You are viewing a plain text version of this content. The canonical link for it is here.
Posted to jira@kafka.apache.org by "dan norwood (JIRA)" <ji...@apache.org> on 2019/05/23 15:19:00 UTC
[jira] [Created] (KAFKA-8414)
org.apache.kafka.common.metrics.MetricsTest.testConcurrentReadUpdateReport
hang
dan norwood created KAFKA-8414:
----------------------------------
Summary: org.apache.kafka.common.metrics.MetricsTest.testConcurrentReadUpdateReport hang
Key: KAFKA-8414
URL: https://issues.apache.org/jira/browse/KAFKA-8414
Project: Kafka
Issue Type: Bug
Reporter: dan norwood
caveat: this only happens on AMD Epyc machines with >=48 cpus. i have below a bunch of machine info from various `*a.*` aws instance sizes i ran against.

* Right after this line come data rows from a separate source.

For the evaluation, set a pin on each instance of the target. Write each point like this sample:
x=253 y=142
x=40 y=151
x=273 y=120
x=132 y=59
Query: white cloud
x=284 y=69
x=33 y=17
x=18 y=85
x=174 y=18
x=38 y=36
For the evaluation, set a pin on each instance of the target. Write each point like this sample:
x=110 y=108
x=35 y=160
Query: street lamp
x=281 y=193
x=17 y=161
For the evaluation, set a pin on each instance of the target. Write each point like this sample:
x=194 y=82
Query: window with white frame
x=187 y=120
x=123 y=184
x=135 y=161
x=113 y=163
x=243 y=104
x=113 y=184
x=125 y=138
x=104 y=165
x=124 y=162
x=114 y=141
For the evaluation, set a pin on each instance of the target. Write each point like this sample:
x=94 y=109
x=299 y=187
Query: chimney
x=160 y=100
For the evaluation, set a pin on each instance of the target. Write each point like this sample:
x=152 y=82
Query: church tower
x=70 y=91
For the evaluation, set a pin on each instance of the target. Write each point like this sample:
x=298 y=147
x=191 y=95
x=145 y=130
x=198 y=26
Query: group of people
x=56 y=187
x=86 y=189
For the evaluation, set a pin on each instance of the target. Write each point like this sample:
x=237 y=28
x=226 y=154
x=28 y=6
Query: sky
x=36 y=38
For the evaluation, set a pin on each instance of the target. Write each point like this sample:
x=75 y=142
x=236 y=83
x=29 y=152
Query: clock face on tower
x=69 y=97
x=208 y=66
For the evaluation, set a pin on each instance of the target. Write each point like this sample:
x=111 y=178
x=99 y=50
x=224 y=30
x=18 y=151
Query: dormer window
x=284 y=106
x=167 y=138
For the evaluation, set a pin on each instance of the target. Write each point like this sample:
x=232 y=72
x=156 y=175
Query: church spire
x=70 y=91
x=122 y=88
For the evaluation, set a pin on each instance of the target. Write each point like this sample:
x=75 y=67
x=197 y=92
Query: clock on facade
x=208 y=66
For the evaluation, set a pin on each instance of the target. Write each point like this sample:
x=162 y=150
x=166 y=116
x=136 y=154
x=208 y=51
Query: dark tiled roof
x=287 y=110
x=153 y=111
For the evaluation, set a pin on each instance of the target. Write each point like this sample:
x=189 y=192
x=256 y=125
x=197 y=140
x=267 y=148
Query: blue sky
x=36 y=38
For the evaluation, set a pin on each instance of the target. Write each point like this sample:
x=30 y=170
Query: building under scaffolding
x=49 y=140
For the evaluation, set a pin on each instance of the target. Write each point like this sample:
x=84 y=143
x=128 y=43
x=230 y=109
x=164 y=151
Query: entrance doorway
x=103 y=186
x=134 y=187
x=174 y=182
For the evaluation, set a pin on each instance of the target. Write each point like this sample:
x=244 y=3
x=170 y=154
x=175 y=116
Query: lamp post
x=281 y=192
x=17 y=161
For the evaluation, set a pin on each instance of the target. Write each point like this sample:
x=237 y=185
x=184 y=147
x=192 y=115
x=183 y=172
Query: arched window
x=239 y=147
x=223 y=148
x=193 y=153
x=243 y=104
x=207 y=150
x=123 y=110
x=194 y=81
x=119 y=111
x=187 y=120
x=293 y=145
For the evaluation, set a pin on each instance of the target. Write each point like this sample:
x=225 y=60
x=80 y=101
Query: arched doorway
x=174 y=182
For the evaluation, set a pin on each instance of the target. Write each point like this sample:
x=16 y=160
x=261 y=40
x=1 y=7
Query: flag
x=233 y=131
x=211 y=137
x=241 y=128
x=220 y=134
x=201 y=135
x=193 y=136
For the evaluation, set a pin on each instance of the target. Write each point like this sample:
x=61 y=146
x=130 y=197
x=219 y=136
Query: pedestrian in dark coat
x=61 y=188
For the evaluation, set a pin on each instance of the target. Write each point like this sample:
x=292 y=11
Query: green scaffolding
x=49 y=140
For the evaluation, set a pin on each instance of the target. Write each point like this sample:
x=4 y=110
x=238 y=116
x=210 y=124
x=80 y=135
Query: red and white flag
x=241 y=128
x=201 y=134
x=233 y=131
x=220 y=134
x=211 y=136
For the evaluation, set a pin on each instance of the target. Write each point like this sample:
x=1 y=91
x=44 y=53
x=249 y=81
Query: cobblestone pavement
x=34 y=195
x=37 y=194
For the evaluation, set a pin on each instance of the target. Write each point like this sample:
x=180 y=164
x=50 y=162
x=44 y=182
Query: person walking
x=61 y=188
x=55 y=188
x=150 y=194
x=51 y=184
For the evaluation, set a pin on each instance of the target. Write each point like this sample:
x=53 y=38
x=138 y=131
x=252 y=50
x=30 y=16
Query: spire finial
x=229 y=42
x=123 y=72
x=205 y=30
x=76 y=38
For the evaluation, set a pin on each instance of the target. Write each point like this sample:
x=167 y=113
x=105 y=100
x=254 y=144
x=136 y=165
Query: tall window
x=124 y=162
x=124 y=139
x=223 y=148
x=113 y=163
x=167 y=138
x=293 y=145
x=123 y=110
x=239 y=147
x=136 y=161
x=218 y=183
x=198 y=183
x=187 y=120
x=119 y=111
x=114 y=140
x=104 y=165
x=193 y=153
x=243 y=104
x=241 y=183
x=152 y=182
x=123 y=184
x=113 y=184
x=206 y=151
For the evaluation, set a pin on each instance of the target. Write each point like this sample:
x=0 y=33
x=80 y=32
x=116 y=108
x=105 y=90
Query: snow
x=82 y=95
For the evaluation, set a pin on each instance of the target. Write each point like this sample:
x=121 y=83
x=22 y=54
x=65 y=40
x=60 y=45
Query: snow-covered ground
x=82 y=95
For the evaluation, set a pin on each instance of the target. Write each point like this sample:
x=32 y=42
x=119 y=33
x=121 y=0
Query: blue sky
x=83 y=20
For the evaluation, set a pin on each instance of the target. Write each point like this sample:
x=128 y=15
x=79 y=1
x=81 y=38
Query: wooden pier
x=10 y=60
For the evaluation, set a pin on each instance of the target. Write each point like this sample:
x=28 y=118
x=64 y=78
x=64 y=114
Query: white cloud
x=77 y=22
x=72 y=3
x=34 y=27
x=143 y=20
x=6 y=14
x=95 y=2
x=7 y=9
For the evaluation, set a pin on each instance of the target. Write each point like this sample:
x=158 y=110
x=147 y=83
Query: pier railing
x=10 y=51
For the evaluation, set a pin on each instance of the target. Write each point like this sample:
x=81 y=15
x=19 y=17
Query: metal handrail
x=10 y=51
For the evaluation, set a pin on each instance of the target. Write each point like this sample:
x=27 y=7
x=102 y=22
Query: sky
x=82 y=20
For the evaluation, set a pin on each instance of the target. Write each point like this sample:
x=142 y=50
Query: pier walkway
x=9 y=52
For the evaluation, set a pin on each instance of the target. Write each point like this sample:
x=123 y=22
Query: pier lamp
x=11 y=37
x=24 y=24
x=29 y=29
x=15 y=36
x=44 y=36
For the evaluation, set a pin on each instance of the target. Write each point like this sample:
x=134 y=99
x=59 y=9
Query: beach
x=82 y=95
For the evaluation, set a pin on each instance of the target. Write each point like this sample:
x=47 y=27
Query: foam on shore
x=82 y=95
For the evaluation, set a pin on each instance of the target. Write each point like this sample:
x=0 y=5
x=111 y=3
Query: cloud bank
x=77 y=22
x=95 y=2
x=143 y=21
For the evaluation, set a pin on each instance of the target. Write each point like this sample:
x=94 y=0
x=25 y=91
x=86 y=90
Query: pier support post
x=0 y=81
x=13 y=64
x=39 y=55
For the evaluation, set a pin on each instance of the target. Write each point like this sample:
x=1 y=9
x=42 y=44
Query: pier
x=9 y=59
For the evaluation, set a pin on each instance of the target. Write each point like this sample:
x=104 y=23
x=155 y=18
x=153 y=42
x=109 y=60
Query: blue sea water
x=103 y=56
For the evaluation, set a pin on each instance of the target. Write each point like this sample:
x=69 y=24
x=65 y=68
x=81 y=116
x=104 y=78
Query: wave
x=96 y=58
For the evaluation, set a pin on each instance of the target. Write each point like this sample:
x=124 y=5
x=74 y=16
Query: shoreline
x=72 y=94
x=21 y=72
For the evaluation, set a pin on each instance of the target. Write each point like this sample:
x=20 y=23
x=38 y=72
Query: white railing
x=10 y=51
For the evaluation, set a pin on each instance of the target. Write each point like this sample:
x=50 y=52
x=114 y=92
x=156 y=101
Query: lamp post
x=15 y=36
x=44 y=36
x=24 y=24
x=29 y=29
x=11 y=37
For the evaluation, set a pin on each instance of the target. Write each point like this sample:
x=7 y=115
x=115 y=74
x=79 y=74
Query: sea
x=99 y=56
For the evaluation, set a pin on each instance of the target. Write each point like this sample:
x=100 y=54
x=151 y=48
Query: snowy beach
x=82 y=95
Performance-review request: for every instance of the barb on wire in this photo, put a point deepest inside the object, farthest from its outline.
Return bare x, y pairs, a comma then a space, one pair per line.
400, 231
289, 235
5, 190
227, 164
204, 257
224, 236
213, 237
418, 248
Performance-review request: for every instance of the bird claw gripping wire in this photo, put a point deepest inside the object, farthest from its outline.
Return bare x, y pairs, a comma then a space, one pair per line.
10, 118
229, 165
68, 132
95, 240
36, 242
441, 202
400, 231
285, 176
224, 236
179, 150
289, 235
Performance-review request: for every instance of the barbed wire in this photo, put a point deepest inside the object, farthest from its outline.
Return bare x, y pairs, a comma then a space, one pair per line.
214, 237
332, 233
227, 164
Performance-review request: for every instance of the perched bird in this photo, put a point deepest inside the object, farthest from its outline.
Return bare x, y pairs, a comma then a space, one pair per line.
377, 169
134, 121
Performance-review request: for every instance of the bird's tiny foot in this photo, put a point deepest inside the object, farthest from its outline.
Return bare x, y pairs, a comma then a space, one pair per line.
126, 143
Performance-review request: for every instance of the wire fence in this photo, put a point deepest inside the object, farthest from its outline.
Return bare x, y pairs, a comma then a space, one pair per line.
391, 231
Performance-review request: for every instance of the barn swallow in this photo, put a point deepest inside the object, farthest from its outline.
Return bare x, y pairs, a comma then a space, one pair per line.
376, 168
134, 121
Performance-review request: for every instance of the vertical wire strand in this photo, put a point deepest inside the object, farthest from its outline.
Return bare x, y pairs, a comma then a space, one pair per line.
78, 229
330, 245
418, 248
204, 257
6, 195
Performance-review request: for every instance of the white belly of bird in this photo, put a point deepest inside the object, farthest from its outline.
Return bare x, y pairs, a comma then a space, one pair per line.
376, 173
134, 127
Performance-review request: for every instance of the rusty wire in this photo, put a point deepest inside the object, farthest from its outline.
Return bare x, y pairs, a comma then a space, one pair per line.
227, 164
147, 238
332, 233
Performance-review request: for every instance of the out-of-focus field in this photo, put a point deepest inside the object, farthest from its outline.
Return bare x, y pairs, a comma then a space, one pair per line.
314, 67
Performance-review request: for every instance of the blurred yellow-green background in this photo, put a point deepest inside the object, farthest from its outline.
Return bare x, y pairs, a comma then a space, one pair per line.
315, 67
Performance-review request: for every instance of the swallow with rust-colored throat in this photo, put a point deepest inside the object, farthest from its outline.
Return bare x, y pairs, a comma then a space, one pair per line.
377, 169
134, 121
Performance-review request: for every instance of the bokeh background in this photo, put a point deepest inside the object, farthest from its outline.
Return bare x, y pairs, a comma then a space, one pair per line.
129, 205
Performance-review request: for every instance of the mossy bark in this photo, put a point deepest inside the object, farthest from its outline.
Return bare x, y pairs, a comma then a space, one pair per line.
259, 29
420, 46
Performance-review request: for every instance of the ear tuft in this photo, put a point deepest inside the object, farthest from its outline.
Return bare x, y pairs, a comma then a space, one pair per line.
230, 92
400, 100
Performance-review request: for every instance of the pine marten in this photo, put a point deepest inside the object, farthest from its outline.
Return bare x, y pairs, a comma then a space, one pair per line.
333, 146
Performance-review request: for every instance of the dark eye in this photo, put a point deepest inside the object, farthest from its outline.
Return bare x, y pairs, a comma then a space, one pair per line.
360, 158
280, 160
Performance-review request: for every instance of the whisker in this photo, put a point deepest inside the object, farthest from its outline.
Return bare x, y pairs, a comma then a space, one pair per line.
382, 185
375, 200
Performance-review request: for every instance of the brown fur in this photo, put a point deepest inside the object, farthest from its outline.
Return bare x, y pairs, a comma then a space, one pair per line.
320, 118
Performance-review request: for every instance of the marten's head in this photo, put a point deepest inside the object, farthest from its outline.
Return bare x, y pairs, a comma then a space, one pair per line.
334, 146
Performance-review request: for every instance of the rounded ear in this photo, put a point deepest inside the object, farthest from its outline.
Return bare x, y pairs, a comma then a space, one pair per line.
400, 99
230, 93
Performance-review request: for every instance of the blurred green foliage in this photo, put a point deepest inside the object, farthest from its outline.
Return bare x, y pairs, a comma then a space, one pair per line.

i noticed what seems like a deadlock when running `org.apache.kafka.common.metrics.MetricsTest` on an aws instance with 96vCPUs (specifically a m5a.24xlarge). after some debugging it seems like the offending issue is [https://github.com/apache/kafka/blob/trunk/clients/src/test/java/org/apache/kafka/common/metrics/MetricsTest.java#L776-L778]
{code:java}
public void run() {
try {
while (alive.get()) {
op.run();
}
} catch (Throwable t) {
log.error("Metric {} failed with exception", opName, t);
}
}
{code}
since the `op.run()` methods are all synchronized we end up nonstop hammering it. after adding some logging i saw steadily increasing wait times for entry in to each synchronized block. so this is not *really* a deadlock or hang, but a progressive slowdown that makes the test unrunnable.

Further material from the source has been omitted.